Yes, it turned out to mess it up for my use case.  It would just confuse 
folks using my application if And(a>2, a<3) ended up always being true when 
a is symbolic.

My solution was to make a derived class off And and add the methods

    def __nonzero__(self):
        raise TypeError("cannot determine truth value of And")
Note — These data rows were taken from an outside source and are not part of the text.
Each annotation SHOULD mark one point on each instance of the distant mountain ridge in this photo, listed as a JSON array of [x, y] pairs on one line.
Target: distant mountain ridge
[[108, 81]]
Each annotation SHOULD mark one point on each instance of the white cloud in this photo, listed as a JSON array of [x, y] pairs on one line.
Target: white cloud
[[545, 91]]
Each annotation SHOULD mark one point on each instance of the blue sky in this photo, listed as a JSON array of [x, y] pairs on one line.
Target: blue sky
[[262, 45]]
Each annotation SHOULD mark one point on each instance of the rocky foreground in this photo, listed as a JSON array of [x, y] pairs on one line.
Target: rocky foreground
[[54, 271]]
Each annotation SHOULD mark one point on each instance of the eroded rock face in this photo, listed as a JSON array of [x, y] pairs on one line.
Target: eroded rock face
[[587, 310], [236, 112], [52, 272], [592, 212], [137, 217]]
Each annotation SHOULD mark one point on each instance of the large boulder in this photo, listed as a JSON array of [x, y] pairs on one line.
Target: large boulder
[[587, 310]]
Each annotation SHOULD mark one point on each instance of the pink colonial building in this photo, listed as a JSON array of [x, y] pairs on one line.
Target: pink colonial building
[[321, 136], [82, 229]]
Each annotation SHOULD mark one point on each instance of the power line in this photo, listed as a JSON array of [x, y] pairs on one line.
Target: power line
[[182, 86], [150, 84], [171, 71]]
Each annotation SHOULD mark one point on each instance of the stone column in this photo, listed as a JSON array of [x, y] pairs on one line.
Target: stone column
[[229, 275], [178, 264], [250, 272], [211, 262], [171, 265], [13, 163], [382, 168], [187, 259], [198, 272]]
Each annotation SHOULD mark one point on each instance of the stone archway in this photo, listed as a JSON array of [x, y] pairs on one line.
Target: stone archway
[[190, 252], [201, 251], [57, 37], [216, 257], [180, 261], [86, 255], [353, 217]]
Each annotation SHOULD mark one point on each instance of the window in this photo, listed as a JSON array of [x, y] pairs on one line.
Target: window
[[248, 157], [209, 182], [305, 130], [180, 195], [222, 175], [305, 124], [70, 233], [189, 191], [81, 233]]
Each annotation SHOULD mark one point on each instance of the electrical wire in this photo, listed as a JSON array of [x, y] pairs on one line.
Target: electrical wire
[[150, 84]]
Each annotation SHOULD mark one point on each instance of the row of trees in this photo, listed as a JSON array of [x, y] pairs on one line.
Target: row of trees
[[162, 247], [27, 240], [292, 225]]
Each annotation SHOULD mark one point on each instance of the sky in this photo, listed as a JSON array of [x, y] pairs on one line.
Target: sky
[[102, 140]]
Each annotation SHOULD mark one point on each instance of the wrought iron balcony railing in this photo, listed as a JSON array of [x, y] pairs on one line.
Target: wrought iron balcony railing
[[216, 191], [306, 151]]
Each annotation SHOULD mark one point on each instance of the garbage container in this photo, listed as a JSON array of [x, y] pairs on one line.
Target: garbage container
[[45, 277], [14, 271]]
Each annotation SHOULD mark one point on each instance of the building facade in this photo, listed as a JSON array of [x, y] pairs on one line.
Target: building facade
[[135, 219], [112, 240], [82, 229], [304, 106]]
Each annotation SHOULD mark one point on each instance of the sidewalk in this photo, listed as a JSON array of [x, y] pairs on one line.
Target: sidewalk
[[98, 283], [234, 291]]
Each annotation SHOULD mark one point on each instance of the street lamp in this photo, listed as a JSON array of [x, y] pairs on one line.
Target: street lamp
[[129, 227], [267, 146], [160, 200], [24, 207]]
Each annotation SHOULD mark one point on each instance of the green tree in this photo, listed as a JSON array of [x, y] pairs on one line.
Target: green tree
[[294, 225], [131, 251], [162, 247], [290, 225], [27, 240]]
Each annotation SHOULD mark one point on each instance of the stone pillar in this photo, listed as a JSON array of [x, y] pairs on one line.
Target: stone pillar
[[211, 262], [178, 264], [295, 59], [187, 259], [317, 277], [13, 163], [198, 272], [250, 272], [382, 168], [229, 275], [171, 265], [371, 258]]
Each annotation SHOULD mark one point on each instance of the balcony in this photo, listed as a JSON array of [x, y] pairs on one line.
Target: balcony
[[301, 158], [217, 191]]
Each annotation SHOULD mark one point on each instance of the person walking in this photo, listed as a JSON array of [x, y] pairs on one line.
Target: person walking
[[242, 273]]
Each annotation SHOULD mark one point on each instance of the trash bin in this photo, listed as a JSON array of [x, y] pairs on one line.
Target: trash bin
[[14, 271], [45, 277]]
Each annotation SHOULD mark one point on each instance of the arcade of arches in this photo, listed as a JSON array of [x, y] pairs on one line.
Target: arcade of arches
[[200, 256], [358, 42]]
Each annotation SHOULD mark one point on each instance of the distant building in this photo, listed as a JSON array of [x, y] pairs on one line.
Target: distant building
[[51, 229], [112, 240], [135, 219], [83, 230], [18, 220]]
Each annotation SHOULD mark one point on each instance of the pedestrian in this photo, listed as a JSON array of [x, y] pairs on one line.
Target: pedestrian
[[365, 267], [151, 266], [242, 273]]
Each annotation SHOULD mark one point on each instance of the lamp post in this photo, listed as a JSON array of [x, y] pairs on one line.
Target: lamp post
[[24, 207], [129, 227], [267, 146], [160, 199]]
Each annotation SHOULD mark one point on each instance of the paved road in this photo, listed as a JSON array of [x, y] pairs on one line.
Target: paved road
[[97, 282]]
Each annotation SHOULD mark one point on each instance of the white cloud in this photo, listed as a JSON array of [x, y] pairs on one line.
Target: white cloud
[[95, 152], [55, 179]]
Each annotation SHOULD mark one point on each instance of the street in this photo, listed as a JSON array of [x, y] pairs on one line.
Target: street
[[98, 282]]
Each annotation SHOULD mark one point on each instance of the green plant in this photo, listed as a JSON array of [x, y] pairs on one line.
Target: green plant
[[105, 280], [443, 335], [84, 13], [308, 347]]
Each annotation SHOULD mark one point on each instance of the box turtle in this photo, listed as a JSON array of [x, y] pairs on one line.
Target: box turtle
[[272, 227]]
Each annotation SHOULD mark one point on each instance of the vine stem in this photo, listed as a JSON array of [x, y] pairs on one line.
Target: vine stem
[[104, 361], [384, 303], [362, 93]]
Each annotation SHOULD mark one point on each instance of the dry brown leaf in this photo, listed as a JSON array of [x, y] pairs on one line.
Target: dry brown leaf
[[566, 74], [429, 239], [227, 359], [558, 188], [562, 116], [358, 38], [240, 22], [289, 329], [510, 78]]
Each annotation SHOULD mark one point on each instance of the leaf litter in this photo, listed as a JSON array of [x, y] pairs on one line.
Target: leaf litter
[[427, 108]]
    __bool__ = __nonzero__


This means, that if the And was not evaluated to a boolean (i.e., it is 
still an And), then it shouldn't have a truth value.  It works fine, except 
for the following strange behavior in ipython (this is with my customized 
And function):

In [9]: expr=And(a>2, a<3)

In [10]: ?expr
[snip]
TypeError: cannot determine truth value of And

But, it does act as it is supposed to, so I'm fine with it for my purpose.  
However, I'm not what the right way would be to make such a change to the 
actual sympy code if folks agree this is the correct behavior.  I assume 
one would want ?expr in ipython to work correctly.  (I'm also not sure to 
which of the parent classes of And one should add this behavior.)

Duane





On Friday, May 15, 2015 at 4:34:21 PM UTC-5, Joachim Durchholz wrote:
>
> I agree that `bool(And(a>2, a<3))` and `bool(a>2)` should show analogous 
> behaviour. 
> At least that's what I'd assume from my current understanding of 
> assumptions and evaluation in SymPy. I'd like to defer to the real 
> experts on these components (I think that's @asmeurer and @certik).